2. Store in a cool, dark place for up to 1 week. Start tasting around day 3. You can strain the mixture once the desired level of smokiness is achieved.

3. To strain, line a basket strainer with a damp coffee filter. Pour the bourbon through the strainer into a clean container. Discard the solids.
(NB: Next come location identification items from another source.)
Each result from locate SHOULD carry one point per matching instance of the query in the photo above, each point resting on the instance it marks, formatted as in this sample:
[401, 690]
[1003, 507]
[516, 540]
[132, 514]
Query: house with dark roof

Bourbon can be stored in the refrigerator or freezer for several months.


----------



## dward51 (Aug 17, 2013)

I don't know if I would want to tamper with a "good quality bourbon" in the first place, but why does it need to be kept in the refrigerator or freezer?


----------



## arubaariba (Aug 17, 2013)

dward51 said:


> I don't know if I would want to tamper with a "good quality bourbon" in the first place, but why does it need to be kept in the refrigerator or freezer?
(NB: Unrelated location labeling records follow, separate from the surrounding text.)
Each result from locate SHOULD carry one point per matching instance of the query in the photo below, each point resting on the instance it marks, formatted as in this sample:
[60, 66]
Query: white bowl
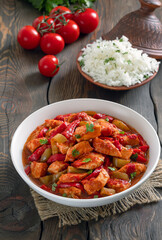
[76, 105]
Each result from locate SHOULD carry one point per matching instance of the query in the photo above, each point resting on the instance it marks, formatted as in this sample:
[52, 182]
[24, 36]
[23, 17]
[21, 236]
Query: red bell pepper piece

I probably wouldn't use real good hootch either  -hence the article:

_This process amps up the smoky notes of bourbon, infusing a pleasant grilled flavor. *You’ll want to use middle-shelf bourbon here, like Jim or Jack.*_


----------



## jaybone (Aug 17, 2013)

Very interesting idea!
I'm surpised Mr. T didn't come up with this.


----------



## greg b (Sep 30, 2013)

I use Maker's Mark quite often while smoking, just not in the smoker...


----------



## squatch (Oct 14, 2013)

A bit off topic, but I have recently been experimenting with infusing my vodka with Habanero and Garlic for use in my Bloody Mary's... I am considering pre-smoking the peppers and garlic first (in my smoker, not my corncob pipe!) before I infuse the next batch  
	

	
	
		
		



		
			






... worst case scenario I ruin a $22 bottle of vodka I suppose?  Best case scenario I come up with a superior product worth the extra time invested! 
	

	
	
		
		



		
		
	


	





http://s258.photobucket.com/user/BodiBuilt/media/SmokinGrillin/IMG_4466_zpsf9d50599.jpg.html


----------